The path forward is clear, but to walk it requires leadership. Brazil has launched a global process to support countries in developing national roadmaps to transition away from fossil fuels — recognizing that this shift must be planned, not improvised. Building on this, the upcoming meeting in Santa Marta — co-convened by my country of Colombia and the Netherlands — is an early milestone that will bring together governments, experts and practitioners to focus on practical implementation.

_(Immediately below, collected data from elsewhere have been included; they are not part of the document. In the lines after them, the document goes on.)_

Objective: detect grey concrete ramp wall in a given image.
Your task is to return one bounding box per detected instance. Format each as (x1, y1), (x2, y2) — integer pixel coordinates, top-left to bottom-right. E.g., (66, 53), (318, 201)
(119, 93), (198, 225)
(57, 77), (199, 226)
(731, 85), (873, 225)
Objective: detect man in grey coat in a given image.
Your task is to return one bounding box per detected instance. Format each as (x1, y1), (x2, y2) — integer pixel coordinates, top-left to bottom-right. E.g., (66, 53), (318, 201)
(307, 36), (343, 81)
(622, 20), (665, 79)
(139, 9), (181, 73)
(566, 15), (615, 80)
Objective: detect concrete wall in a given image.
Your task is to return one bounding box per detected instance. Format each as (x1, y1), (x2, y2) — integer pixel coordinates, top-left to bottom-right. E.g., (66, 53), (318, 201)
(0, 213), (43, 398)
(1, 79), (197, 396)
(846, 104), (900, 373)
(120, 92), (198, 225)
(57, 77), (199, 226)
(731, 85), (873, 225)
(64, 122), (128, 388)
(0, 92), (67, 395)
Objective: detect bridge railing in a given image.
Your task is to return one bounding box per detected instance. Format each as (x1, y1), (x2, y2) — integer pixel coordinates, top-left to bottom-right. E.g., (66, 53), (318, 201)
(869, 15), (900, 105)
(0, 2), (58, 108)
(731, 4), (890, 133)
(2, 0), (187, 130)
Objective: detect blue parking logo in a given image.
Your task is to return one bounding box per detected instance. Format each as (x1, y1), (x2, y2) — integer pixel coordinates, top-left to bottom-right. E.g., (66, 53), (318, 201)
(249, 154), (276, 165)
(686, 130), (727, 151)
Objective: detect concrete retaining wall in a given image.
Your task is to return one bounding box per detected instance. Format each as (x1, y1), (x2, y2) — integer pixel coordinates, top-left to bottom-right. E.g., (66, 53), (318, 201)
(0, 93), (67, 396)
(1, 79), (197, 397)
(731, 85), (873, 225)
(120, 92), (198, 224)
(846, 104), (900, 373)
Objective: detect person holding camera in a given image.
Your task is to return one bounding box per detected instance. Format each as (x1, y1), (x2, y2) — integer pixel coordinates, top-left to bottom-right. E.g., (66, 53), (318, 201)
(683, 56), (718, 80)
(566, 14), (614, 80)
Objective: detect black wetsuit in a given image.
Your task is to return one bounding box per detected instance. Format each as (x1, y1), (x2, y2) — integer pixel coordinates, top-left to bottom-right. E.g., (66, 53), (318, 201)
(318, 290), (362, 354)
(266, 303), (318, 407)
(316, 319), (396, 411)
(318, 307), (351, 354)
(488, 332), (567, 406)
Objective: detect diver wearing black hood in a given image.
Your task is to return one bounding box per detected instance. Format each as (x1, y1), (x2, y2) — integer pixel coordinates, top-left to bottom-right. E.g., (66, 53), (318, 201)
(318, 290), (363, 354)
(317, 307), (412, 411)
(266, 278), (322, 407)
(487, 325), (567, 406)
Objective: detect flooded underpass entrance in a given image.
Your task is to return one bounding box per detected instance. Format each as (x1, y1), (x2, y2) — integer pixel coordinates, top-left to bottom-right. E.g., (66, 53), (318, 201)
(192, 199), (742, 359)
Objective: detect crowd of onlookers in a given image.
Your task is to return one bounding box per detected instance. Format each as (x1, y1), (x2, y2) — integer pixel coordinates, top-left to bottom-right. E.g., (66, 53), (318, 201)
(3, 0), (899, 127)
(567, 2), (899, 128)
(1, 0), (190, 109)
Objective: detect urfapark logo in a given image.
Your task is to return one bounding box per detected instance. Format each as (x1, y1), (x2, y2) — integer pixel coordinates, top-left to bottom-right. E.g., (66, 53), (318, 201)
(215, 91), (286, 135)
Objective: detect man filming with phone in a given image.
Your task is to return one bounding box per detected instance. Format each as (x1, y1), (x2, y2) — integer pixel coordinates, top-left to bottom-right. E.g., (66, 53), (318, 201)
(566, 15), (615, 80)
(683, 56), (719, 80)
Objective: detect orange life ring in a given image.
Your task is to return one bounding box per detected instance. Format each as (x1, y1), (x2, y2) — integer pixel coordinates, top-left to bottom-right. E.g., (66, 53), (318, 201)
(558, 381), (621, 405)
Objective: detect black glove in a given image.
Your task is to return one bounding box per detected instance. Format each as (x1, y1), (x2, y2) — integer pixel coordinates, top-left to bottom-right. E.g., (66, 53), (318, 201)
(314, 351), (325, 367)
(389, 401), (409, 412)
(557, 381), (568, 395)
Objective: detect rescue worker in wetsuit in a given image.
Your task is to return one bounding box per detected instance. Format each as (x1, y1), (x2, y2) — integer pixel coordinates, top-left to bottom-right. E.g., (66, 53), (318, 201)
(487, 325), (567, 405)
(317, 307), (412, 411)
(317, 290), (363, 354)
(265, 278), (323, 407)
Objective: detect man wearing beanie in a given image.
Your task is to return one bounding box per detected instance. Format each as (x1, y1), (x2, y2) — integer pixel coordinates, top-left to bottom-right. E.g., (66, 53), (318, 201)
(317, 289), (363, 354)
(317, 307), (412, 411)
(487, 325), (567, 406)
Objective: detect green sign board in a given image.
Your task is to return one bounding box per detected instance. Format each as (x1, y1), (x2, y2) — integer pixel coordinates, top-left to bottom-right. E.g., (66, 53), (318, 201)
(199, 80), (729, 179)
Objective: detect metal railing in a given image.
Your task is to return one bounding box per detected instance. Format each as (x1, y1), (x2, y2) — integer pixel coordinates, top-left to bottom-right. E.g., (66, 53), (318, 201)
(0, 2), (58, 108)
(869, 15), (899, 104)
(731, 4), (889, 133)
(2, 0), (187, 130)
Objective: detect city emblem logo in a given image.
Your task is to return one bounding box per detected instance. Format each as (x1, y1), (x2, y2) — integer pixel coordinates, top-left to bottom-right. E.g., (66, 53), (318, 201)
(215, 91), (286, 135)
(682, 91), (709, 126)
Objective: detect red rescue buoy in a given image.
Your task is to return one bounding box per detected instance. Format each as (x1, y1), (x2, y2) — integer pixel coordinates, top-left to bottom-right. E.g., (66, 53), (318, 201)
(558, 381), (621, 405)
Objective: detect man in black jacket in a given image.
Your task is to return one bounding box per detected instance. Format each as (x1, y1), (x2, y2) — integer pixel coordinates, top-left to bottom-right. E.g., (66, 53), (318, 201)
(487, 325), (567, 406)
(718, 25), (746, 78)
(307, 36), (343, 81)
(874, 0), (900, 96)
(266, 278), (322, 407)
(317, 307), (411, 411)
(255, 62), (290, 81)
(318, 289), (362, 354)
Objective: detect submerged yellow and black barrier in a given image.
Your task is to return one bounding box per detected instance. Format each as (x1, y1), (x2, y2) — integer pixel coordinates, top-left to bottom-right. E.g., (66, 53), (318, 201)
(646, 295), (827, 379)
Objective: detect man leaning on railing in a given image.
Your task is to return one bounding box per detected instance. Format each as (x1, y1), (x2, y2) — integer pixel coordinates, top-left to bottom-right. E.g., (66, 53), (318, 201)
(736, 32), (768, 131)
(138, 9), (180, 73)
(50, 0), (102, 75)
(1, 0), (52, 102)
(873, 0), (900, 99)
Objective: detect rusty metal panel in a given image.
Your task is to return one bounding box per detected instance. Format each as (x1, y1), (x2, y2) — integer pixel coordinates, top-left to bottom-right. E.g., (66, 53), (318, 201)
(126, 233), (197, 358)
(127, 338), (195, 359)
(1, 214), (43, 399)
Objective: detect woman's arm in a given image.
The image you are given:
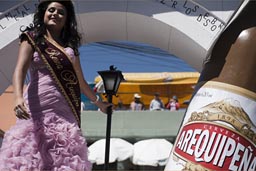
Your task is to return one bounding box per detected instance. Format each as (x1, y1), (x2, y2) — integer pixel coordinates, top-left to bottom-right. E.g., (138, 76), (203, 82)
(72, 55), (112, 113)
(12, 38), (33, 119)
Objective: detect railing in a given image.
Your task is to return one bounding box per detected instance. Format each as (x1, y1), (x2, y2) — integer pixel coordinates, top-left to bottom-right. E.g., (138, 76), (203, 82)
(81, 110), (185, 142)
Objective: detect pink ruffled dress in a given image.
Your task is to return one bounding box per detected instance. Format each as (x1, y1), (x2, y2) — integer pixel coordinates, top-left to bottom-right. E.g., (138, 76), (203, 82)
(0, 47), (92, 171)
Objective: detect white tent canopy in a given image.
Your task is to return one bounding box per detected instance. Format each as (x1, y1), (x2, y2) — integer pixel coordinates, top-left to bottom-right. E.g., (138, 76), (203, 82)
(132, 138), (173, 166)
(88, 138), (134, 165)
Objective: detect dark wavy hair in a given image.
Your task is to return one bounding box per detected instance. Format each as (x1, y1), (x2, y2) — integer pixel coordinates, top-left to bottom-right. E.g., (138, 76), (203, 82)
(22, 0), (81, 56)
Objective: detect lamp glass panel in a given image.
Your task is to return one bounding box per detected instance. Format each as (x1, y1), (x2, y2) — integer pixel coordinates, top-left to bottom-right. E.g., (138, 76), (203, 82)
(114, 74), (122, 92)
(98, 69), (123, 95)
(104, 76), (116, 92)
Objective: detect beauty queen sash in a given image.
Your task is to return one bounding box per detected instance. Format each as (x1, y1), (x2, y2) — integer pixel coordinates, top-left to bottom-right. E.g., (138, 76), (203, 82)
(22, 32), (81, 126)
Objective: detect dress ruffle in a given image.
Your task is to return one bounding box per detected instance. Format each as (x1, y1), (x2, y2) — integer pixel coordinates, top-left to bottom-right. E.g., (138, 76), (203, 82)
(0, 113), (92, 171)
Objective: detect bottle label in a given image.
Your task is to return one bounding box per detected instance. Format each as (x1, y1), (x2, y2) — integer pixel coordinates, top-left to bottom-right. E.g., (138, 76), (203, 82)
(165, 81), (256, 171)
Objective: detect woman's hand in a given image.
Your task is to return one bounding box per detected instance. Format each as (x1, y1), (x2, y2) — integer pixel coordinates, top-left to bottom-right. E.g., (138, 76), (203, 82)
(14, 97), (30, 120)
(95, 101), (113, 114)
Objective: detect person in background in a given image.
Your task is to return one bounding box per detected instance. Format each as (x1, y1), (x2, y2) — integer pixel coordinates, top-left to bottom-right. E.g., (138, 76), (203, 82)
(166, 95), (180, 111)
(115, 98), (126, 110)
(0, 1), (111, 170)
(130, 93), (145, 111)
(149, 92), (164, 111)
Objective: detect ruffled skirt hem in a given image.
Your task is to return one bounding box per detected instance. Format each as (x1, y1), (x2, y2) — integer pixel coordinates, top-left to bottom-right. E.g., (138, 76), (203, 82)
(0, 113), (92, 171)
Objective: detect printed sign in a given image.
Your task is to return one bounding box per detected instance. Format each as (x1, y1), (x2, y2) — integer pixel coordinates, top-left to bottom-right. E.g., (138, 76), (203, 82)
(156, 0), (225, 35)
(0, 1), (39, 32)
(165, 81), (256, 171)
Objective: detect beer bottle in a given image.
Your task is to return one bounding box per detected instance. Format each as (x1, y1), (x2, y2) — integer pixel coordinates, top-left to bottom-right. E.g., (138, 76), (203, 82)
(165, 1), (256, 170)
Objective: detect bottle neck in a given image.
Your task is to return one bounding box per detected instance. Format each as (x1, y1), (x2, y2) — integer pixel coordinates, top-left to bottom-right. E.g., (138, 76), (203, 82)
(199, 1), (256, 93)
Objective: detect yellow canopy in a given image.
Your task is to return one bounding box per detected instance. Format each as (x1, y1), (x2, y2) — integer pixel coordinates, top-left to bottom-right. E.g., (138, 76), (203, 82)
(94, 72), (200, 109)
(95, 72), (199, 83)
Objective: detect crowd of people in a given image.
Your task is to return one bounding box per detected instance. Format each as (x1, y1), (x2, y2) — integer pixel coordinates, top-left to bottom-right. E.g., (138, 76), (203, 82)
(128, 93), (180, 111)
(80, 93), (181, 112)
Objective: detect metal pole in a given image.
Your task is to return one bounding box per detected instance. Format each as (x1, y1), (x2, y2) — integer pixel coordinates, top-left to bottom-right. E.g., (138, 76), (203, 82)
(104, 94), (113, 170)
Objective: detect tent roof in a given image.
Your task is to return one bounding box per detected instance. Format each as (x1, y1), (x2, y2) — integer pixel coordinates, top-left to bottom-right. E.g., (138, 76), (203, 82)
(95, 72), (200, 84)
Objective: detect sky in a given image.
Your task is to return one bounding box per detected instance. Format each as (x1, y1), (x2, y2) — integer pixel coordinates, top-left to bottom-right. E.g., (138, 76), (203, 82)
(79, 41), (197, 83)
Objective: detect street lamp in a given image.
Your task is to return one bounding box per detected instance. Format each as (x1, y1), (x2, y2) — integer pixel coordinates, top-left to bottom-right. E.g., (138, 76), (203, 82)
(97, 65), (124, 170)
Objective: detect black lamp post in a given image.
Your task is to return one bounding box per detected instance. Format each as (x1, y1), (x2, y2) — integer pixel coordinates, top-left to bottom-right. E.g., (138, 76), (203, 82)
(97, 65), (124, 170)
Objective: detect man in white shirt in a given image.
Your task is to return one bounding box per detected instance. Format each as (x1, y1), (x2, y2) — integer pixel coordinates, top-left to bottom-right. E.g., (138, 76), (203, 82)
(149, 93), (164, 111)
(130, 93), (145, 111)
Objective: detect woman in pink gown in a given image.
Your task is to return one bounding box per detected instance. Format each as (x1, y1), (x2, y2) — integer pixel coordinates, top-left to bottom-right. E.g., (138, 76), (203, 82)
(0, 1), (110, 170)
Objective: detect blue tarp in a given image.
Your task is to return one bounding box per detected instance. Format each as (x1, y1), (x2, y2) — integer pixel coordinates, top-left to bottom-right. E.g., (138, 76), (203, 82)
(79, 41), (197, 83)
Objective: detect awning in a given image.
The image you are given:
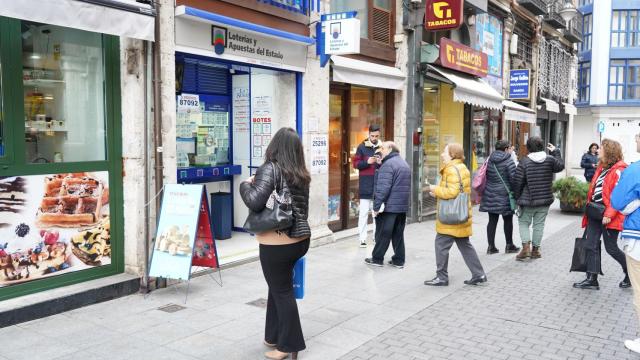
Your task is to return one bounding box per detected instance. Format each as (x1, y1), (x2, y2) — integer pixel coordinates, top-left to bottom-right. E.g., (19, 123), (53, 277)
(540, 97), (560, 113)
(176, 6), (314, 45)
(428, 65), (504, 110)
(563, 103), (577, 115)
(331, 56), (406, 90)
(0, 0), (155, 41)
(503, 100), (536, 124)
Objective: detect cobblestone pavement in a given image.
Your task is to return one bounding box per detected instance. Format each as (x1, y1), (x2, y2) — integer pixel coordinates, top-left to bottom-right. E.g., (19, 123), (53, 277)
(340, 222), (639, 360)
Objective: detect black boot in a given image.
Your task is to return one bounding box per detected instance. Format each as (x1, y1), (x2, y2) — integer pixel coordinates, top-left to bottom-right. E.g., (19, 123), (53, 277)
(486, 246), (499, 255)
(620, 274), (632, 288)
(505, 244), (520, 254)
(573, 273), (600, 290)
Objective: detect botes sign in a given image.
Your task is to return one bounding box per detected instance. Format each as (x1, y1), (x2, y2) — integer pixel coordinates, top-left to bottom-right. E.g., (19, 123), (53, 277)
(425, 0), (464, 31)
(439, 38), (488, 77)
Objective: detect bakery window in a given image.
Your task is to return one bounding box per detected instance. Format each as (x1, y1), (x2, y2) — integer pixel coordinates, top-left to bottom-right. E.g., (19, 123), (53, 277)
(22, 21), (107, 164)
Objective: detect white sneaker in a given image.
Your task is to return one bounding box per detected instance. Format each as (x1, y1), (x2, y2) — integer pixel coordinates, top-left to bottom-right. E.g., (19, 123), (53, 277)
(359, 241), (367, 248)
(624, 338), (640, 354)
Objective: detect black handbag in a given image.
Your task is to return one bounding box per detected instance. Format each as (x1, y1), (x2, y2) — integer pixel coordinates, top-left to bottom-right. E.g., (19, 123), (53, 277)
(243, 163), (293, 234)
(570, 229), (604, 274)
(586, 202), (606, 221)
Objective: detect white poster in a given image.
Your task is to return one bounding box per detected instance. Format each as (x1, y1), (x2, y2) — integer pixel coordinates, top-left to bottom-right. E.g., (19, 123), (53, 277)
(309, 135), (329, 175)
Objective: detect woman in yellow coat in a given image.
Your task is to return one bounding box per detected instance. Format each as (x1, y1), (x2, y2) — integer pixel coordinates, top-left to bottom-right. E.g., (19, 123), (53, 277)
(424, 143), (487, 287)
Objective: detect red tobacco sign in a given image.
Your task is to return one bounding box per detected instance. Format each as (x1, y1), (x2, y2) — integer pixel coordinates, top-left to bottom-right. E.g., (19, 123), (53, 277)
(439, 38), (489, 77)
(425, 0), (464, 31)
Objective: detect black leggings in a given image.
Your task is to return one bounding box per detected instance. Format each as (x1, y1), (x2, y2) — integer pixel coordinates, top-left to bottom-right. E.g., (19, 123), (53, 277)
(260, 239), (310, 353)
(585, 217), (627, 275)
(487, 213), (514, 247)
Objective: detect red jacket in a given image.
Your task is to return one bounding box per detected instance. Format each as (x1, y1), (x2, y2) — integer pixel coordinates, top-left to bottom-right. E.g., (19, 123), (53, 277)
(582, 160), (627, 231)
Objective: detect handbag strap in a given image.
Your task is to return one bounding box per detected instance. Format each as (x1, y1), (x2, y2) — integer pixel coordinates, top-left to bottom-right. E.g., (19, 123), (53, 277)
(270, 162), (284, 193)
(492, 162), (512, 195)
(448, 163), (464, 194)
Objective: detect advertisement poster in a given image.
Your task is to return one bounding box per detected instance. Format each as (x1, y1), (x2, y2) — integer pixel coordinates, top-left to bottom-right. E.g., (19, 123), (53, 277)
(0, 172), (111, 287)
(309, 135), (329, 175)
(149, 184), (203, 281)
(328, 195), (340, 221)
(191, 196), (218, 269)
(474, 14), (503, 78)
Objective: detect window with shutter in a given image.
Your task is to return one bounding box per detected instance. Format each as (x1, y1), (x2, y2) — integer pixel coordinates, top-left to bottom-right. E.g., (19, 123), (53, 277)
(371, 6), (391, 44)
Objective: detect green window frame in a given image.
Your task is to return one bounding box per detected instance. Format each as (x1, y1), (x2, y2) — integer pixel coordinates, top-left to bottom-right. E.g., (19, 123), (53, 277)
(0, 17), (123, 301)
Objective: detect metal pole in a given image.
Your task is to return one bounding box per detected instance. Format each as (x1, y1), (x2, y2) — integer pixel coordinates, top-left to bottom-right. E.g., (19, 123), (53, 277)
(404, 0), (425, 223)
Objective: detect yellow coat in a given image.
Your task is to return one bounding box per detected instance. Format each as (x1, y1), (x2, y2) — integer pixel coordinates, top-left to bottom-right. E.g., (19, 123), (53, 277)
(433, 159), (473, 238)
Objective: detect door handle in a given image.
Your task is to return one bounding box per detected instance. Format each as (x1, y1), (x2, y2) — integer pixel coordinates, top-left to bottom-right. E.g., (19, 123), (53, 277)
(342, 151), (348, 165)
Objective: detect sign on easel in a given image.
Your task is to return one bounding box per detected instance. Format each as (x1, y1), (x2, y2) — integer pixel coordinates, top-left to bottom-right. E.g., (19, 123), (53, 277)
(149, 184), (219, 281)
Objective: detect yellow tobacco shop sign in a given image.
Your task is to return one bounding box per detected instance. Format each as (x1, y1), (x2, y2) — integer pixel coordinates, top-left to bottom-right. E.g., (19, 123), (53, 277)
(425, 0), (463, 31)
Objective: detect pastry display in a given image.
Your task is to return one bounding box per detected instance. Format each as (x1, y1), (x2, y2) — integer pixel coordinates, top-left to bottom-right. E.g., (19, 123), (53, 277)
(156, 225), (193, 257)
(37, 173), (109, 228)
(0, 177), (27, 229)
(0, 241), (71, 282)
(71, 217), (111, 266)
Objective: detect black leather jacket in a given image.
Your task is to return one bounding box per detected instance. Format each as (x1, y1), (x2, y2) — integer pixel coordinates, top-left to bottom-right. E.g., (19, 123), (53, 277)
(240, 162), (311, 238)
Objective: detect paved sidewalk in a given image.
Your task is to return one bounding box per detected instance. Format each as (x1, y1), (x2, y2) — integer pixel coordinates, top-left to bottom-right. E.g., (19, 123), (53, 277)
(0, 204), (635, 360)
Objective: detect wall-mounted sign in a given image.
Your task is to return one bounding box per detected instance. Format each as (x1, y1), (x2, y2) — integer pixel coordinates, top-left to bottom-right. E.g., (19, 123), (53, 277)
(598, 120), (605, 133)
(509, 69), (530, 99)
(323, 15), (360, 55)
(420, 44), (440, 64)
(175, 18), (307, 72)
(473, 13), (503, 77)
(439, 38), (488, 77)
(309, 135), (328, 175)
(425, 0), (464, 31)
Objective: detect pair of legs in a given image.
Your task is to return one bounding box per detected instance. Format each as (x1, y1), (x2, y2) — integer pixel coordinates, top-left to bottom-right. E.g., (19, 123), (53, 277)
(358, 198), (375, 244)
(260, 239), (310, 354)
(434, 233), (485, 282)
(625, 252), (640, 353)
(487, 213), (515, 249)
(370, 212), (406, 266)
(518, 206), (550, 248)
(584, 217), (627, 274)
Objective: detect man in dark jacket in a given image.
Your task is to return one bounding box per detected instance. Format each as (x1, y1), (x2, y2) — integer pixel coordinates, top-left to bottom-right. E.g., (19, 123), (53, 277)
(353, 124), (381, 247)
(365, 142), (411, 268)
(513, 136), (565, 260)
(479, 140), (520, 254)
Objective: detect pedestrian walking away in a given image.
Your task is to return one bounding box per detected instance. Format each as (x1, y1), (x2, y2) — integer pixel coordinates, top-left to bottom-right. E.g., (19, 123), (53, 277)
(611, 131), (640, 355)
(364, 141), (410, 269)
(574, 139), (629, 290)
(581, 143), (599, 183)
(352, 124), (381, 247)
(479, 140), (520, 255)
(424, 143), (487, 286)
(513, 136), (565, 261)
(240, 127), (311, 360)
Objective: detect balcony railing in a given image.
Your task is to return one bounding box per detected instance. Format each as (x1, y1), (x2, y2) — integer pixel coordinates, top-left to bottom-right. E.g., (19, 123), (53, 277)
(518, 0), (548, 16)
(259, 0), (308, 14)
(564, 11), (583, 43)
(544, 0), (567, 29)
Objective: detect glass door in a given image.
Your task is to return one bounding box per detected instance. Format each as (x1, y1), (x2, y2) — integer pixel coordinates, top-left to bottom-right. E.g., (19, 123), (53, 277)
(328, 89), (347, 231)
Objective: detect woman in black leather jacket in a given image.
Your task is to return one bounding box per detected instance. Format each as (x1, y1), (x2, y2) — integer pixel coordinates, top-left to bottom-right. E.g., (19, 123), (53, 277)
(240, 127), (311, 360)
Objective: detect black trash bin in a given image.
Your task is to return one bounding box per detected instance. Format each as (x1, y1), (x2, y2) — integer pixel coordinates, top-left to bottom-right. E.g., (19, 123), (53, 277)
(210, 192), (232, 240)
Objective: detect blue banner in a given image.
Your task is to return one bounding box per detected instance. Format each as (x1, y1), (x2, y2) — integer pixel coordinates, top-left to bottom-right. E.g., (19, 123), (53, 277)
(509, 69), (530, 99)
(474, 14), (503, 78)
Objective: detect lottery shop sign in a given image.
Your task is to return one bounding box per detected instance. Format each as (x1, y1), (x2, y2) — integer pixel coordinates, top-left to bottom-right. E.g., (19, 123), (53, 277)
(439, 38), (488, 77)
(425, 0), (464, 31)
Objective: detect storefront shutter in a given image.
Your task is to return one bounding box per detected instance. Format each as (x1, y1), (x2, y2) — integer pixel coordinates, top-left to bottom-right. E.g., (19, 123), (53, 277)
(181, 58), (229, 95)
(371, 7), (391, 44)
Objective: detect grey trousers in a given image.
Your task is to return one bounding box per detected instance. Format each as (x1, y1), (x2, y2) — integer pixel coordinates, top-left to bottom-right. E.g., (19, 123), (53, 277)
(435, 233), (485, 281)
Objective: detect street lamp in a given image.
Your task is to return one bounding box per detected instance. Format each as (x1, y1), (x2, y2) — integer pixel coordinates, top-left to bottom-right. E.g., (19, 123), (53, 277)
(558, 0), (578, 23)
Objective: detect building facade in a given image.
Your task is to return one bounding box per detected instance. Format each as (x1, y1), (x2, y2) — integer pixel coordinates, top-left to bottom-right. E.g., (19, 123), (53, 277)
(572, 0), (640, 177)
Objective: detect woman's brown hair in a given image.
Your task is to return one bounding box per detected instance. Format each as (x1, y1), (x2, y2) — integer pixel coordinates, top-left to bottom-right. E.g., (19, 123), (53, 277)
(447, 143), (465, 161)
(599, 139), (623, 168)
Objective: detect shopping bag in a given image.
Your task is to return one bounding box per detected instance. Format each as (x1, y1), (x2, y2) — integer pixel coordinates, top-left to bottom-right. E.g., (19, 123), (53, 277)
(472, 161), (488, 194)
(293, 257), (305, 299)
(570, 231), (603, 274)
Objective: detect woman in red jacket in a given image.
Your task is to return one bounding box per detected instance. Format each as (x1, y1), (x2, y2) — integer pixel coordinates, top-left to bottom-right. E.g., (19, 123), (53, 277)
(574, 139), (630, 290)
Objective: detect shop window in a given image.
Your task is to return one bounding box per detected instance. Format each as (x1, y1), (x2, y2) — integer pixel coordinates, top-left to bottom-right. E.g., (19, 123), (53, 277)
(580, 14), (592, 52)
(609, 59), (640, 102)
(612, 10), (640, 48)
(261, 0), (307, 14)
(330, 0), (394, 45)
(578, 0), (592, 6)
(578, 62), (590, 104)
(0, 59), (4, 159)
(22, 21), (107, 163)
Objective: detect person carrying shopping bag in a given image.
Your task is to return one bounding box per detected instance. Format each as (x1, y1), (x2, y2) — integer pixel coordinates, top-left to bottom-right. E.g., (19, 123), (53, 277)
(240, 127), (311, 360)
(479, 140), (520, 255)
(573, 139), (629, 290)
(424, 143), (487, 286)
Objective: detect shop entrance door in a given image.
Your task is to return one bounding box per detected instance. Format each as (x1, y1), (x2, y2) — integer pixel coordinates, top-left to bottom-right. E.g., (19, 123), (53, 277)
(328, 88), (350, 232)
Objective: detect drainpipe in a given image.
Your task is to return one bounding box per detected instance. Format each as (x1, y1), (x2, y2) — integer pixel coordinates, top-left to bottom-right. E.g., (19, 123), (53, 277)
(152, 0), (165, 288)
(141, 40), (151, 293)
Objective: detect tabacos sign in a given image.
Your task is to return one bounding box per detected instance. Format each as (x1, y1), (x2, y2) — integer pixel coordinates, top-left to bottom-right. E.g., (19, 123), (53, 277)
(425, 0), (464, 31)
(439, 38), (488, 77)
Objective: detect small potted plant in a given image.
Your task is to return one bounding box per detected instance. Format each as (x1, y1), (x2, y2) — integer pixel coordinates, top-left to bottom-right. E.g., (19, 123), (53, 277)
(552, 177), (589, 213)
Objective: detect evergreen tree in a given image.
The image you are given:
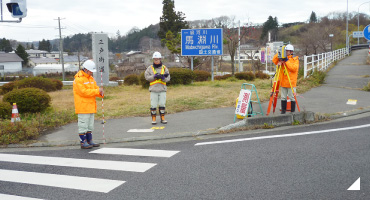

If countries were powered by clean energy, they would be protected from the disruptive impact of wars in the Middle East, Russia-Ukraine or elsewhere. Recent events show this in practice. Spain’s embrace of solar and wind energy has shielded it from the price hikes many others are facing, helping it remain less vulnerable to external economic and political pressures. Pakistan’s rapid solar expansion has helped avoid more than $12 billion in fossil fuel imports and is buffering the economy as gas shortages loom — strengthening the kind of stability that underpins peace. The lesson is clear: while the transition to renewables will not happen overnight, reducing dependence on fossil fuels can make countries more resilient to global shocks.

We now stand at a crossroads between two models of development: one rooted in extraction and uncertainty; the other in resilience and shared prosperity. Renewables offer a pathway toward the latter and the capacity to contribute to peace in an increasingly volatile world. It is a recalibration of the geopolitical playing field. It is a peace strategy in and of itself.